Short biographies of famous aviators supplement the text.

2 The Point Tuesday Explorer: The Lost Islands

Each month for my job, I write a maximum 150 word review of a new book that came into the library during the month. I’ll be expanding that idea to the blog in a new feature I’m calling To the Point Tuesdays. If you want to play along, just post a link in the comments and I’ll add them to the post.

Explorer Lost IslandsTitle: Explorer: The Lost Islands
Editor: Kazu Kibuishi
Contributors: Jake Parker, Chrystin Garland, Jason Caffoe, Dave Roman and Raina Telgemeier (colorist Braden Lamb), Michel Gagne, Katie and Steven Shanahan (colorists Eric Kim and Selena Dizazzo), and Kazu Kibuishi (colorist Jason Caffoe)
ISBN: 9781419708817
Pages: 127 pages
Publisher/Date: Amulet Books, an imprint of ABRAMS, c2013.

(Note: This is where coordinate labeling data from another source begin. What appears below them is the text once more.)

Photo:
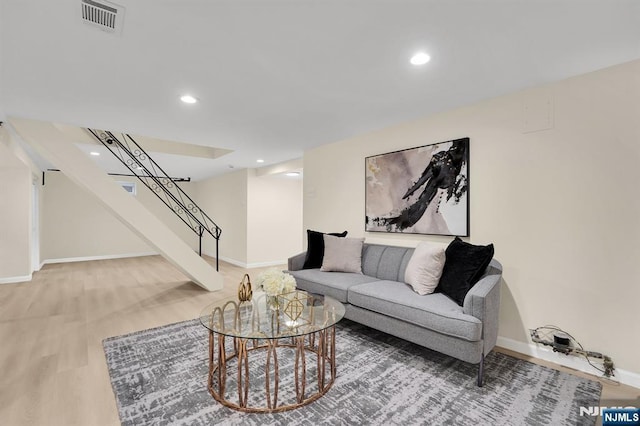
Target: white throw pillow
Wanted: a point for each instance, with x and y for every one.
(425, 268)
(342, 254)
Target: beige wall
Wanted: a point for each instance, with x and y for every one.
(274, 219)
(75, 225)
(15, 213)
(260, 217)
(224, 198)
(561, 205)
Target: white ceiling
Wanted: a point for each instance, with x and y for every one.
(277, 77)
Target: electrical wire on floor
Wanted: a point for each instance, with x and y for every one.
(559, 344)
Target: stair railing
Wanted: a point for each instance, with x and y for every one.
(136, 159)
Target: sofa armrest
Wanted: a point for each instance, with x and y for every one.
(295, 263)
(483, 302)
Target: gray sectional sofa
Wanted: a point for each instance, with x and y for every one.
(380, 299)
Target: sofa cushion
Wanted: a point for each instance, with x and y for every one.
(342, 254)
(463, 267)
(436, 312)
(315, 248)
(385, 262)
(333, 284)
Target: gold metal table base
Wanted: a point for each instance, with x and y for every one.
(320, 343)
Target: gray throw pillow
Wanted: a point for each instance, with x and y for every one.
(342, 254)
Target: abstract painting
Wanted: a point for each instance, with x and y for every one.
(422, 190)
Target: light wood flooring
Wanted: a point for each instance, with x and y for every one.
(52, 364)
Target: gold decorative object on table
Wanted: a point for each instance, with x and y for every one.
(244, 290)
(293, 304)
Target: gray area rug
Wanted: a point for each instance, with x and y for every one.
(159, 378)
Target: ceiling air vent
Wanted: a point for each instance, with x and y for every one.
(104, 15)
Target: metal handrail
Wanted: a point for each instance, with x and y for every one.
(137, 160)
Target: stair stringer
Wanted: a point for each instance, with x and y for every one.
(52, 144)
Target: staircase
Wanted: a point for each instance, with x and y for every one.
(141, 165)
(55, 147)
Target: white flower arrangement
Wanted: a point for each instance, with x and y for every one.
(274, 282)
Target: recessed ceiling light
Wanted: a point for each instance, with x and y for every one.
(420, 58)
(188, 99)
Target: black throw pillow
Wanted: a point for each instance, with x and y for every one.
(464, 265)
(315, 248)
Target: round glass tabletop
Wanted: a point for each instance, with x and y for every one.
(265, 317)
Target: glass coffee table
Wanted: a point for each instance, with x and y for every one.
(270, 355)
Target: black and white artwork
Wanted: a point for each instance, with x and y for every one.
(423, 190)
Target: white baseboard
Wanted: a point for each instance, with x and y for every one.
(13, 280)
(576, 362)
(103, 257)
(249, 265)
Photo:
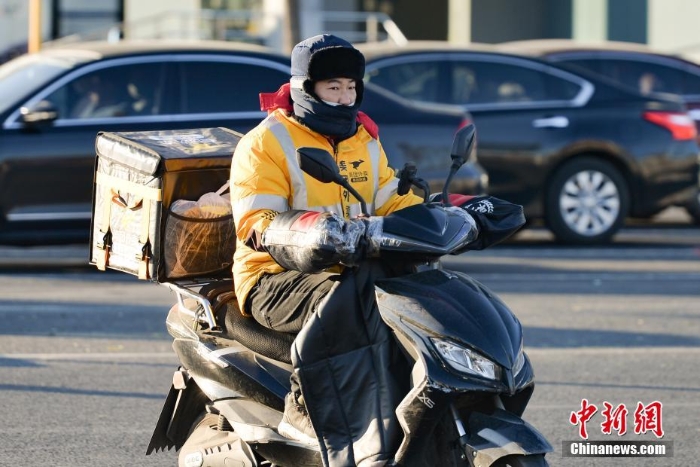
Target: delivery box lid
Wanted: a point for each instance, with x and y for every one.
(155, 152)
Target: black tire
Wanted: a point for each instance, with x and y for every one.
(693, 208)
(587, 201)
(534, 460)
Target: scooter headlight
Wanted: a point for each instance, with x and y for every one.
(519, 362)
(465, 360)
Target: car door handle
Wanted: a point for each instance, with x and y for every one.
(551, 122)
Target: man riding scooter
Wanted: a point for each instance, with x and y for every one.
(341, 353)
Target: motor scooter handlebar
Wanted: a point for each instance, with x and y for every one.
(427, 230)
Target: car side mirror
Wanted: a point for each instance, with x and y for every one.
(41, 112)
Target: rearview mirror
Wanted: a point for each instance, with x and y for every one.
(464, 144)
(43, 111)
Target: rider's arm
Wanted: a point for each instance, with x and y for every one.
(310, 241)
(259, 188)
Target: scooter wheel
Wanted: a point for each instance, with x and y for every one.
(535, 460)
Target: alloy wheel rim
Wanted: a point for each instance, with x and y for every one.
(589, 203)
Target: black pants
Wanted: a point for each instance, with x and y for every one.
(285, 301)
(345, 361)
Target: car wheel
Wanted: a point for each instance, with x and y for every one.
(587, 201)
(693, 208)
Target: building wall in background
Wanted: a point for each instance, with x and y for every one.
(161, 19)
(627, 20)
(494, 21)
(673, 25)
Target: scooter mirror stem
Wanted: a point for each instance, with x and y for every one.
(320, 165)
(462, 148)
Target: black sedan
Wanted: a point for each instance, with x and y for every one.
(53, 103)
(634, 65)
(580, 152)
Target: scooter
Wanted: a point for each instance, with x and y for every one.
(470, 378)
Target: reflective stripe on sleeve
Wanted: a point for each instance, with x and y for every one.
(373, 149)
(356, 209)
(255, 202)
(386, 192)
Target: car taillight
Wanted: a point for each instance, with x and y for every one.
(679, 124)
(466, 121)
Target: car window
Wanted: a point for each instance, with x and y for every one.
(211, 87)
(414, 80)
(118, 91)
(590, 64)
(27, 74)
(482, 82)
(643, 76)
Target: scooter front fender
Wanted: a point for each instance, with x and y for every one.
(499, 434)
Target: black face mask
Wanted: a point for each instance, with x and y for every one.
(338, 121)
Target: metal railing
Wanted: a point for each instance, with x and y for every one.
(244, 26)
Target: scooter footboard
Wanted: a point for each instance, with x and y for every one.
(493, 436)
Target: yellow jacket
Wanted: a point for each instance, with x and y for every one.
(265, 178)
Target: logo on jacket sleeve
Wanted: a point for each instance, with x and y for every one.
(484, 206)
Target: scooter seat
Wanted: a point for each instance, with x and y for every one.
(253, 335)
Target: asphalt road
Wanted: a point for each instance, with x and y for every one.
(85, 361)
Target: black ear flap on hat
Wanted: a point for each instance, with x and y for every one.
(337, 62)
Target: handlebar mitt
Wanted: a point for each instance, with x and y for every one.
(309, 241)
(497, 219)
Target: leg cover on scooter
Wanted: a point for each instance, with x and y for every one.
(351, 374)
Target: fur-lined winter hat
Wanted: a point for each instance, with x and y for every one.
(319, 58)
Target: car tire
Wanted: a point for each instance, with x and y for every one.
(692, 207)
(587, 201)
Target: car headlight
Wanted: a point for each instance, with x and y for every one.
(519, 362)
(465, 360)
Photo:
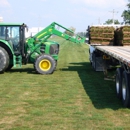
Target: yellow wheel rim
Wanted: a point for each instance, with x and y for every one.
(45, 65)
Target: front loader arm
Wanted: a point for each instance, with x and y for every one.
(51, 30)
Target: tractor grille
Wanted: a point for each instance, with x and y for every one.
(42, 48)
(54, 49)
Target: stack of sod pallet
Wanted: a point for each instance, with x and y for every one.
(101, 35)
(122, 36)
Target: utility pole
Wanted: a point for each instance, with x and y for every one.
(99, 21)
(113, 15)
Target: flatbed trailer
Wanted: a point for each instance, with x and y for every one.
(103, 58)
(120, 53)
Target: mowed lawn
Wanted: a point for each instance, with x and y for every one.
(74, 97)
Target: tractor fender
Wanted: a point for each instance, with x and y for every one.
(7, 47)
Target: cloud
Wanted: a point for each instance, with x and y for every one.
(4, 3)
(101, 3)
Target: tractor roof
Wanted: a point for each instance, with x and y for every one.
(11, 24)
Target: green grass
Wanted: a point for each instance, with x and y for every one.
(74, 97)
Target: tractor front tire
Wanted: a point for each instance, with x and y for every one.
(4, 60)
(44, 64)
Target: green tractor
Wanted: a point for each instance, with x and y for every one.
(16, 50)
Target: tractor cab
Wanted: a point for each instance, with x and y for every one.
(14, 34)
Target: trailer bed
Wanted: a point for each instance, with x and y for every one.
(121, 53)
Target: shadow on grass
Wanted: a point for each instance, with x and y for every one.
(22, 70)
(101, 92)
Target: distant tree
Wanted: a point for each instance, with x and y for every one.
(110, 21)
(83, 34)
(70, 33)
(126, 14)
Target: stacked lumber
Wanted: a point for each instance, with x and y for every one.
(122, 36)
(101, 35)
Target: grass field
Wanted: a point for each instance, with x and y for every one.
(74, 97)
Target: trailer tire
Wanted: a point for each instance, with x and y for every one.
(4, 60)
(45, 64)
(126, 90)
(119, 73)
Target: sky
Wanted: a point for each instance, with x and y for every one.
(70, 13)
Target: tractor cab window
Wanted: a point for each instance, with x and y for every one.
(12, 35)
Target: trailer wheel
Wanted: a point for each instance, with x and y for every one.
(126, 89)
(45, 64)
(4, 60)
(119, 73)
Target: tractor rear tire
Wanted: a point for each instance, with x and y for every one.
(4, 60)
(45, 64)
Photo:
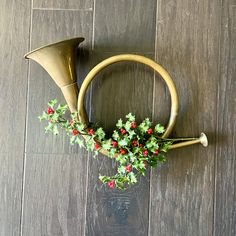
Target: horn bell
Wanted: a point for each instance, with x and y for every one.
(59, 60)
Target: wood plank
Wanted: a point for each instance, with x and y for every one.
(55, 181)
(54, 194)
(225, 190)
(62, 4)
(120, 89)
(125, 25)
(187, 45)
(14, 39)
(54, 26)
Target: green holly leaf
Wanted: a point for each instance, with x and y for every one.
(132, 178)
(55, 130)
(44, 116)
(115, 135)
(166, 146)
(130, 117)
(100, 133)
(119, 124)
(123, 142)
(52, 103)
(107, 144)
(128, 125)
(159, 129)
(79, 141)
(121, 170)
(145, 125)
(72, 140)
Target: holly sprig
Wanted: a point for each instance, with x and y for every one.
(134, 146)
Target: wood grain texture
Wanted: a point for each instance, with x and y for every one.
(121, 88)
(54, 195)
(54, 26)
(182, 191)
(14, 39)
(225, 188)
(125, 25)
(63, 4)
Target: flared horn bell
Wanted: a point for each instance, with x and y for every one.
(59, 60)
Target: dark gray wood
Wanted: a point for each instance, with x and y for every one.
(182, 191)
(63, 4)
(120, 89)
(14, 40)
(125, 25)
(54, 26)
(55, 194)
(55, 180)
(225, 190)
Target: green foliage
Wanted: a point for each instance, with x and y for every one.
(134, 150)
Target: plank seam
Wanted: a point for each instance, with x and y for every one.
(153, 111)
(90, 114)
(60, 9)
(25, 128)
(217, 125)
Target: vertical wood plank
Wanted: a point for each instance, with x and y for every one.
(182, 191)
(120, 27)
(118, 212)
(54, 195)
(63, 4)
(54, 26)
(55, 174)
(14, 40)
(225, 190)
(125, 25)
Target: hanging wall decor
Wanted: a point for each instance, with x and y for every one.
(135, 146)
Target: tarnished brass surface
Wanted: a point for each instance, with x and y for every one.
(58, 60)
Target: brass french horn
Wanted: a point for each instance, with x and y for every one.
(59, 60)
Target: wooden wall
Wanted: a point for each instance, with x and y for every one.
(48, 187)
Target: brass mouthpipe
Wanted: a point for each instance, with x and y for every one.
(190, 141)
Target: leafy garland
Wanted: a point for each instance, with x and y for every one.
(134, 146)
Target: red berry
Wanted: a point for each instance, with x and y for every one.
(145, 153)
(91, 132)
(114, 143)
(97, 146)
(50, 110)
(133, 125)
(135, 143)
(75, 132)
(123, 151)
(150, 131)
(123, 131)
(129, 168)
(145, 163)
(156, 152)
(112, 184)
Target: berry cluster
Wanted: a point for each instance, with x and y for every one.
(135, 146)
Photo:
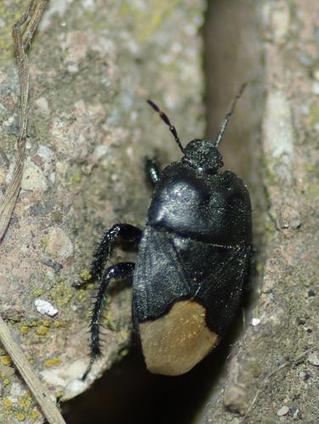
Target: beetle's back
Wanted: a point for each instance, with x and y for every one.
(184, 287)
(214, 208)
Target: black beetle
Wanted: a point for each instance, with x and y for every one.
(193, 257)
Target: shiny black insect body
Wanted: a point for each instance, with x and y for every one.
(193, 257)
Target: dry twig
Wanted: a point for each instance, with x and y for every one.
(22, 33)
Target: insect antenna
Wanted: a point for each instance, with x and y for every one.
(171, 127)
(229, 114)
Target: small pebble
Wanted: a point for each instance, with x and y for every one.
(45, 308)
(255, 322)
(313, 359)
(283, 411)
(311, 292)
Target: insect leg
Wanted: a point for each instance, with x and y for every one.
(152, 170)
(128, 233)
(119, 271)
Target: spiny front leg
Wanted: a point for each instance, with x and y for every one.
(128, 233)
(118, 272)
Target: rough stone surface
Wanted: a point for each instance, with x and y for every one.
(93, 64)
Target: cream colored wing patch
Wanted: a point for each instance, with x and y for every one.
(176, 342)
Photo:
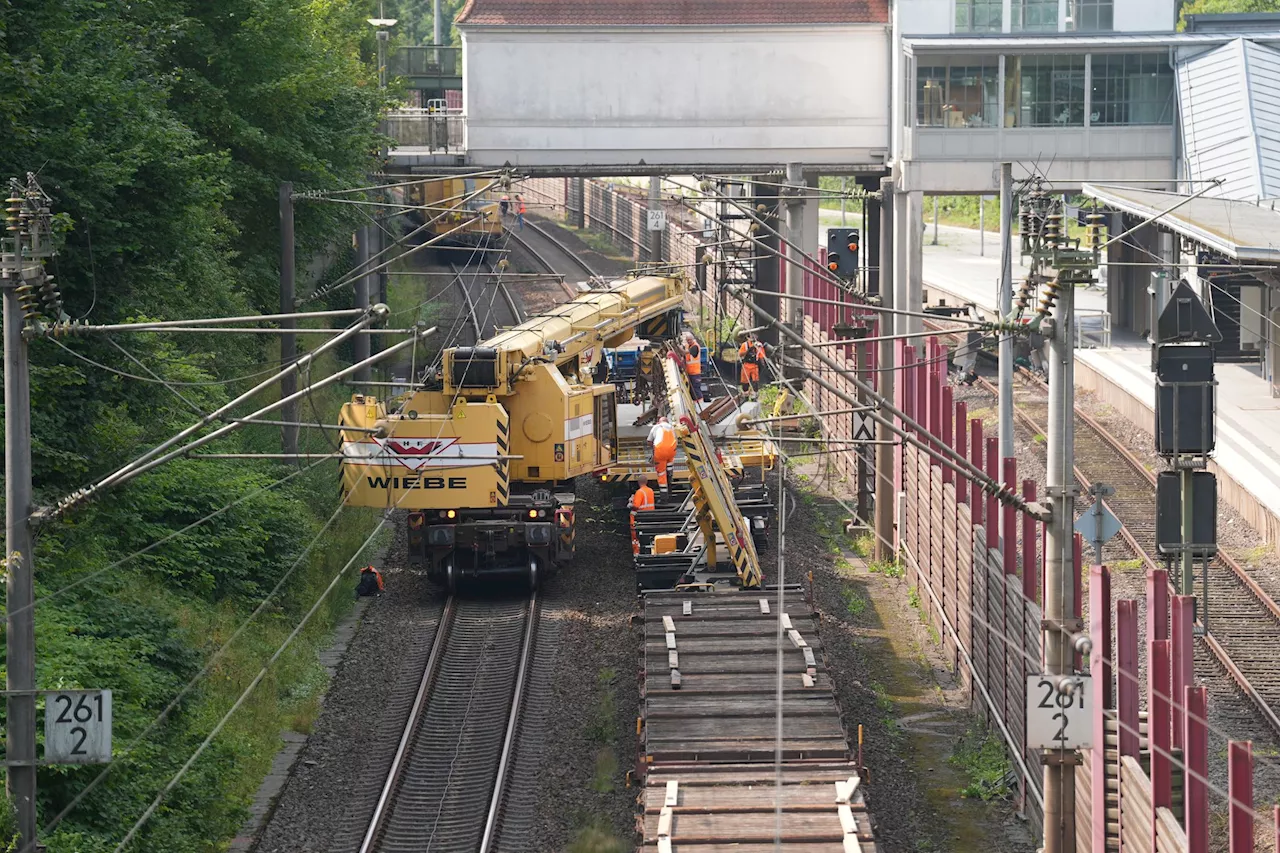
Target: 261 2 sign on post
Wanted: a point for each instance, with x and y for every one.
(78, 726)
(1059, 720)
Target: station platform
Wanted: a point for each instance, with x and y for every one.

There’s a rabbit with a helpful robot. A young child discovers there is more than you think behind a carnival mask. A teenage boy stranded on a deserted island finds help from a ghost crab. A teenage girl discovers a woman whose life sounds eerily similar to her own. A flying fish rescues her friends from an erupting volcano. A mage in training learns the value of the radio as she tries to hatch a pixie egg. A boat full of fishermen almost becomes fish food. These seven stories all revolve around exploring lost islands and what you might find on their shores and in their waters. A compilation of graphic novelists take turns sharing through vivid colors their interpretations of the theme, some complete and some with open endings leaving readers to wonder what is next in the adventures of the characters.